Par son arrêt n°72/12 du 29 juin 2012, la Cour constitutionnelle rétablit l’égalité entre les enfants légitimes et les enfants naturels.

Position du problème: Deux régimes différents réglaient les situations des enfants légitimes et des enfants naturels, non reconnus par leur père:

• d’un côté, l’article 329 du Code civil, applicable aux enfants légitimes, nés dans le mariage, dispose que:

«L’action en réclamation d’état ne peut être intentée que par l’enfant, par ses père et mère ou par ses héritiers.
L’enfant peut l’intenter pendant toute sa vie.
Les père et mère ne peuvent l’intenter que pendant la minorité de l’enfant.
Les héritiers ne peuvent l’intenter que lorsque l’enfant n’a pas réclamé et qu’il est décédé mineur ou dans les cinq années après sa majorité.
Les héritiers peuvent suivre cette action lorsqu’elle a été commencée par l’enfant, à moins qu’il ne s’en fût désisté formellement ou qu’il n’eût laissé périmer l’instance»

• de l’autre côté, l’article 340-4 du Code civil, applicable aux enfants naturels, nés hors mariage, dispose que:

«L’action doit, à peine de déchéance, être exercée dans les deux années qui suivent la naissance de l’enfant.
Si elle n’a pas été exercée pendant la minorité de l’enfant, celui-ci peut encore l’exercer pendant les deux années qui suivent sa majorité.
Dans les deux cas prévus ci-dessus, le titulaire de l’action peut être relevé de la déchéance encourue lorsqu’il y a eu impossibilité matérielle ou morale d’agir endéans les délais prévus.»

En résumé: les enfants naturels voyaient leur action en recherche de paternité cantonnée à deux délais de prescription fermes de deux années prenant cours d’une part à partir de la naissance de l’enfant et d’autre part à partir du jour de sa majorité, là où les enfants légitimes bénéficiaient de imprescriptibilité de leur action en réclamation d’état.

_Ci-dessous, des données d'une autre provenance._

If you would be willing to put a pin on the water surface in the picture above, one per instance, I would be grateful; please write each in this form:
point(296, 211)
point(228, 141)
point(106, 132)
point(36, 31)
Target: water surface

Saisie de la question de la constitutionnalité de l’article 340-4 du Code civil par rapport à l’article 329 du même code, au regard de l’article 10bis de la Constitution qui dispose que «tous les luxembourgeois sont égaux devant la loi», la Cour d’appel n’a eu d’autre choix que de saisir la Cour constitutionnelle.

Par son arrêt, la Cour constitutionnelle en a conclu que

«Considérant, dès lors, que la différence de régime instituée entre les articles 329 et 340-4. du code civil quant au délai d’introduction des actions y respectivement réglées n’est pas rationnellement justifiée ni adéquate ni proportionnée au but de la loi;
D’où il suit que l’article 340-4. combiné à l’article 329 du code civil n’est pas conforme à l’article 10bis, paragraphe 1er, de la Constitution dans la mesure où il limite le délai d’introduction de l’action de l’enfant qui tend à établir la paternité naturelle à deux ans à partir de sa naissance, sinon à deux ans à partir de sa majorité;
Considérant que le principe d’égalité, au regard des situations comparables en cause, commande d’aligner le délai prévu à l’article 340-4. du code civil, régissant l’action en recherche de la paternité naturelle sur celui prévu à l’article 329 du code civil édictant l’imprescriptibilité de l’action en réclamation d’état d’enfant légitime dans le chef de l’enfant, ceci au vu de l’objectif du législateur d’éliminer «les discriminations existantes entre les différentes catégories de filiation»»

Par conséquent, la Cour constitutionnelle a donc ordonné qu’il y a lieu d’aligner le délai d’introduction prévu à l’article 340-4. du code civil à celui prévu à l’article 329 du code civil et édictant l’imprescriptibilité de l’action de l’enfant.

Voilà une égalité de traitement qui est clairement rétablie et qui permet dorénavant aux enfants naturels touchés par la forclusion de leur action en recherche de paternité, de recouvrer leur droit à faire établir judiciairement leur filiation paternelle.

 

Comments are closed.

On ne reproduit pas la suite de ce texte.